On 2013-08-02 09:27, Zhang, Yang Z wrote:
> Jan Kiszka wrote on 2013-08-02:
>> On 2013-08-02 05:04, Zhang, Yang Z wrote:
>>> Gleb Natapov wrote on 2013-08-01:
>>>> From: Nadav Har'El <n...@il.ibm.com>
>>>>
>>>> Recent KVM, since
>>>> http://kerneltrap.org/mailarchive/linux-kvm/2010/5/2/6261577
>>>> switch the EFER MSR when EPT is used and the host and guest have 
>>>> different NX bits.
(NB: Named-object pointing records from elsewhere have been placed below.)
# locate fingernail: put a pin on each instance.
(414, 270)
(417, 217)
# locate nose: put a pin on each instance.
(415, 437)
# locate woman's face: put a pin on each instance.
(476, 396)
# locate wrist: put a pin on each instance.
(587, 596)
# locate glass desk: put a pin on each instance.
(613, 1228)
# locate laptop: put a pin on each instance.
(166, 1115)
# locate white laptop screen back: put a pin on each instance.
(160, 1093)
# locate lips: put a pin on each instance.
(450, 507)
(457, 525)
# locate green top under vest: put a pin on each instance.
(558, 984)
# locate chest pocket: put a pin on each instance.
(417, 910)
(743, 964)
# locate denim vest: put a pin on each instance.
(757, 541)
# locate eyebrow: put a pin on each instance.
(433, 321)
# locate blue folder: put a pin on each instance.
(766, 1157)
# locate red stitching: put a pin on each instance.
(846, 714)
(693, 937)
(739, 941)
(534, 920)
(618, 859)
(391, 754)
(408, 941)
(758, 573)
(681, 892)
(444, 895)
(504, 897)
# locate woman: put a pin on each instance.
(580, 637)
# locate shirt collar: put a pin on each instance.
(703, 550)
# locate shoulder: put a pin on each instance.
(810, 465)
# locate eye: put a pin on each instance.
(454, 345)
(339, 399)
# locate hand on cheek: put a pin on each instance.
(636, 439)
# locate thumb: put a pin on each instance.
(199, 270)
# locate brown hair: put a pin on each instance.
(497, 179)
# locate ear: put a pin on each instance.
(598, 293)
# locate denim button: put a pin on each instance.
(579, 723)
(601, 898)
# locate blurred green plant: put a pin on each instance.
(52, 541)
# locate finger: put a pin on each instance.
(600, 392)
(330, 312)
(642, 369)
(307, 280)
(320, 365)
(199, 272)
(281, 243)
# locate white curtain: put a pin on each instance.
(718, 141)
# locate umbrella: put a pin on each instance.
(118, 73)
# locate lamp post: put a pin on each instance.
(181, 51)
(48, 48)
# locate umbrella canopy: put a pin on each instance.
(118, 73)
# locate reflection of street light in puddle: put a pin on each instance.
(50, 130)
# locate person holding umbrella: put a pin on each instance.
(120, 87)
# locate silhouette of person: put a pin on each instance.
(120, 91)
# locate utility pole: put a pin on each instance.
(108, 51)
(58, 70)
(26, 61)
So if we add support for nested EPT (L1 guest 
>>>> using EPT to run L2) and want to be able to run recent KVM as L1, we 
>>>> need to allow L1 to use this EFER switching feature.
>>>>
>>>> To do this EFER switching, KVM uses VM_ENTRY/EXIT_LOAD_IA32_EFER if 
>>>> available, and if it isn't, it uses the generic 
>>>> VM_ENTRY/EXIT_MSR_LOAD. This patch adds support for the former (the 
>>>> latter is still unsupported).
>>>>
>>>> Nested entry and exit emulation (prepare_vmcs_02 and 
>>>> load_vmcs12_host_state,
>>>> respectively) already handled VM_ENTRY/EXIT_LOAD_IA32_EFER correctly.
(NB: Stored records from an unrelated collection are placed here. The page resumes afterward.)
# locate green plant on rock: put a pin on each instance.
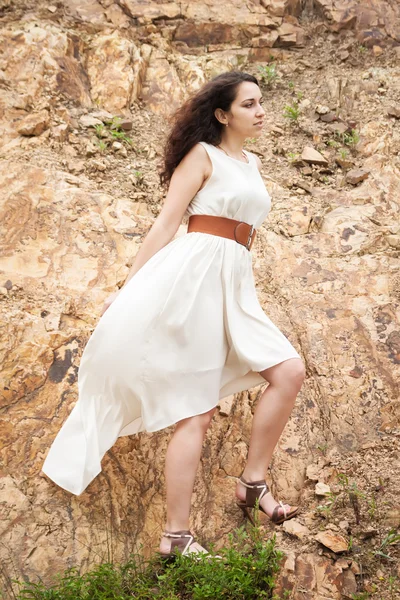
(333, 143)
(268, 74)
(292, 112)
(394, 587)
(102, 145)
(350, 139)
(121, 135)
(100, 130)
(246, 570)
(292, 156)
(326, 509)
(391, 539)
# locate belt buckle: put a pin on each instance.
(248, 243)
(249, 238)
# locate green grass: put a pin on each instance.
(246, 571)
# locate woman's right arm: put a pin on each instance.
(189, 176)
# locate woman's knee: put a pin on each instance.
(201, 421)
(291, 372)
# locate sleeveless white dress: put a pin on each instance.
(184, 332)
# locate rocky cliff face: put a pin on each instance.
(79, 190)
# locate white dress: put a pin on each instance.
(184, 332)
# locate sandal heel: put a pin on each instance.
(246, 512)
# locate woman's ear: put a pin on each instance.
(220, 116)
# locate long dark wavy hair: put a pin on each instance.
(195, 121)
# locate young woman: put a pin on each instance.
(186, 329)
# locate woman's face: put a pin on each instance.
(246, 115)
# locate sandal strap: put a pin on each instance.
(275, 513)
(178, 539)
(255, 490)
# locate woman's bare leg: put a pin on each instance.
(270, 417)
(181, 463)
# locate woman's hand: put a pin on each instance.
(108, 301)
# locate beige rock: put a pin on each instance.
(116, 68)
(226, 405)
(89, 121)
(355, 176)
(394, 241)
(312, 156)
(293, 527)
(333, 541)
(34, 124)
(394, 111)
(322, 489)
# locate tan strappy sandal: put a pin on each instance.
(184, 542)
(257, 490)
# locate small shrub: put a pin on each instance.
(292, 112)
(247, 570)
(268, 74)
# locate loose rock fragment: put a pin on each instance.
(322, 489)
(356, 176)
(333, 541)
(312, 156)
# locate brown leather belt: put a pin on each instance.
(241, 232)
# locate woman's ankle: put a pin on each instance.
(176, 526)
(253, 475)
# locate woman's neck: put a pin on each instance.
(232, 144)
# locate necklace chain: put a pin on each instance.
(243, 154)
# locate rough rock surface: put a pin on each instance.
(75, 203)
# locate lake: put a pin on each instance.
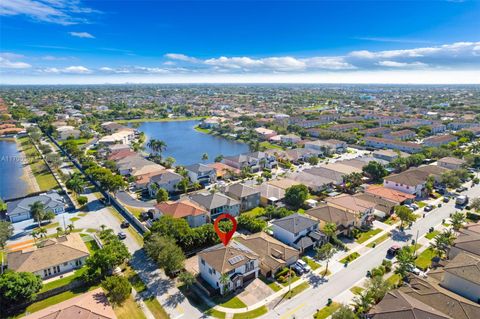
(11, 171)
(187, 145)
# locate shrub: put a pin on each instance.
(82, 200)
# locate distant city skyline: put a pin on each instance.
(93, 42)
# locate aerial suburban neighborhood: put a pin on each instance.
(239, 159)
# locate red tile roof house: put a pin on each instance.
(193, 213)
(377, 142)
(440, 140)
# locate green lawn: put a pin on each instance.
(270, 146)
(349, 258)
(272, 284)
(215, 313)
(251, 314)
(314, 265)
(356, 290)
(161, 119)
(367, 235)
(151, 302)
(202, 130)
(234, 302)
(424, 260)
(36, 306)
(295, 291)
(379, 240)
(327, 311)
(432, 234)
(63, 281)
(129, 310)
(394, 280)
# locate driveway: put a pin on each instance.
(255, 292)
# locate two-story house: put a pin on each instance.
(227, 268)
(55, 256)
(217, 203)
(298, 231)
(249, 197)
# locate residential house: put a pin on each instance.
(55, 256)
(439, 140)
(269, 194)
(249, 197)
(90, 305)
(298, 231)
(326, 146)
(424, 298)
(377, 131)
(402, 135)
(462, 276)
(290, 138)
(273, 254)
(201, 173)
(344, 219)
(361, 208)
(265, 133)
(234, 262)
(166, 179)
(19, 210)
(193, 213)
(451, 163)
(389, 155)
(377, 142)
(217, 203)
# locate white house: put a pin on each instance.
(238, 263)
(298, 231)
(54, 257)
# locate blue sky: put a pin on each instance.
(73, 41)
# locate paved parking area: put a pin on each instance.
(255, 292)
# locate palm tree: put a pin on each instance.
(37, 210)
(224, 281)
(458, 219)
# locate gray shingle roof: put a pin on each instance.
(295, 223)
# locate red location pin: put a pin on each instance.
(225, 237)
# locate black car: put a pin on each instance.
(392, 251)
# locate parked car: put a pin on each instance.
(306, 268)
(428, 208)
(297, 269)
(392, 251)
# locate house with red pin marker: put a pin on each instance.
(234, 262)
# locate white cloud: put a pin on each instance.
(85, 35)
(181, 57)
(394, 64)
(66, 12)
(8, 64)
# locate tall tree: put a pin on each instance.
(325, 252)
(118, 289)
(18, 287)
(6, 231)
(37, 210)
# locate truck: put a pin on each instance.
(461, 200)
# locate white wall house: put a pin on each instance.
(236, 261)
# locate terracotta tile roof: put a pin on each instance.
(225, 258)
(180, 209)
(387, 193)
(55, 251)
(91, 305)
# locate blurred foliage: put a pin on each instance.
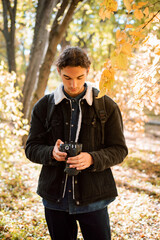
(12, 124)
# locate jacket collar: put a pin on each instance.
(59, 94)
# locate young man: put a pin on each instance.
(65, 116)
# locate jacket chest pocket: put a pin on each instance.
(90, 133)
(55, 131)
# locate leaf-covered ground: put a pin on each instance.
(135, 214)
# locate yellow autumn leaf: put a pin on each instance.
(127, 49)
(138, 14)
(118, 32)
(102, 14)
(141, 4)
(146, 11)
(107, 14)
(129, 26)
(145, 40)
(127, 5)
(107, 79)
(110, 7)
(157, 51)
(101, 93)
(138, 33)
(119, 61)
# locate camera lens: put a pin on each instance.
(66, 147)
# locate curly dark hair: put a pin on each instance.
(73, 57)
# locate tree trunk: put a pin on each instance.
(39, 46)
(56, 35)
(9, 13)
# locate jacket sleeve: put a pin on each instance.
(36, 149)
(115, 149)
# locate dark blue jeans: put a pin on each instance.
(63, 226)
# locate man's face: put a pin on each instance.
(73, 79)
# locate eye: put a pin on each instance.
(67, 78)
(81, 77)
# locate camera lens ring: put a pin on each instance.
(66, 147)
>>>> So all that's left to do in this patch is to properly advertise this 
>>>> feature to L1.
>>>>
>>>> Note that vmcs12's VM_ENTRY/EXIT_LOAD_IA32_EFER are emulated by L0, 
>>>> by using vmx_set_efer (which itself sets one of several vmcs02 
>>>> fields), so we always support this feature, regardless of whether 
>>>> the host supports it.
>>>>
>>>> Reviewed-by: Orit Wasserman <owass...@redhat.com>
>>>> Signed-off-by: Nadav Har'El <n...@il.ibm.com>
>>>> Signed-off-by: Jun Nakajima <jun.nakaj...@intel.com>
>>>> Signed-off-by: Xinhao Xu <xinhao...@intel.com>
>>>> Signed-off-by: Yang Zhang <yang.z.zh...@intel.com>
>>>> Signed-off-by: Gleb Natapov <g...@redhat.com>
>>>> ---
>>>>  arch/x86/kvm/vmx.c |   23 ++++++++++++++++-------
>>>>  1 file changed, 16 insertions(+), 7 deletions(-) diff --git 
>>>> a/arch/x86/kvm/vmx.c b/arch/x86/kvm/vmx.c index e999dc7..27efa6a 
>>>> 100644
>>>> --- a/arch/x86/kvm/vmx.c
>>>> +++ b/arch/x86/kvm/vmx.c
>>>> @@ -2198,7 +2198,8 @@ static __init void
>>>> nested_vmx_setup_ctls_msrs(void)
>>>>  #else
>>>>    nested_vmx_exit_ctls_high = 0;
>>>>  #endif
>>>> -  nested_vmx_exit_ctls_high |=
>>>> VM_EXIT_ALWAYSON_WITHOUT_TRUE_MSR;
>>>> +  nested_vmx_exit_ctls_high |=
>>>> (VM_EXIT_ALWAYSON_WITHOUT_TRUE_MSR |
>>>> +                                VM_EXIT_LOAD_IA32_EFER);
>>>>
>>>>    /* entry controls */
>>>>    rdmsr(MSR_IA32_VMX_ENTRY_CTLS,
>>>> @@ -2207,8 +2208,8 @@ static __init void
>>>> nested_vmx_setup_ctls_msrs(void)
>>>>    nested_vmx_entry_ctls_low = VM_ENTRY_ALWAYSON_WITHOUT_TRUE_MSR;
>>>>    nested_vmx_entry_ctls_high &=           VM_ENTRY_LOAD_IA32_PAT |
>>>>  VM_ENTRY_IA32E_MODE;
>>>> -  nested_vmx_entry_ctls_high |=
>>>> VM_ENTRY_ALWAYSON_WITHOUT_TRUE_MSR;
>>>> -
>>>> +  nested_vmx_entry_ctls_high |=
>>>> (VM_ENTRY_ALWAYSON_WITHOUT_TRUE_MSR |
>>>> +                                 VM_ENTRY_LOAD_IA32_EFER);
>>> Just saw it, we didn't expose bit22 save VMX-preemption timer in 
>>> vm-exit
>> control but we already allowed guest to set active VMX-preemption 
>> timer in pin based vm-execution conrols. This is wrong.
>>
>> Does the presence of preemption timer support imply that saving its 
>> value is also supported? Then we could demand this combination (ie. do 
>> not expose preemption timer support at all to L1 if value saving is
>> missing) and build our preemption timer emulation on top.
>>
> I don't see we saved the preemption timer value to vmcs12 in 
> prepare_vmcs12(). Will it be saved automatically?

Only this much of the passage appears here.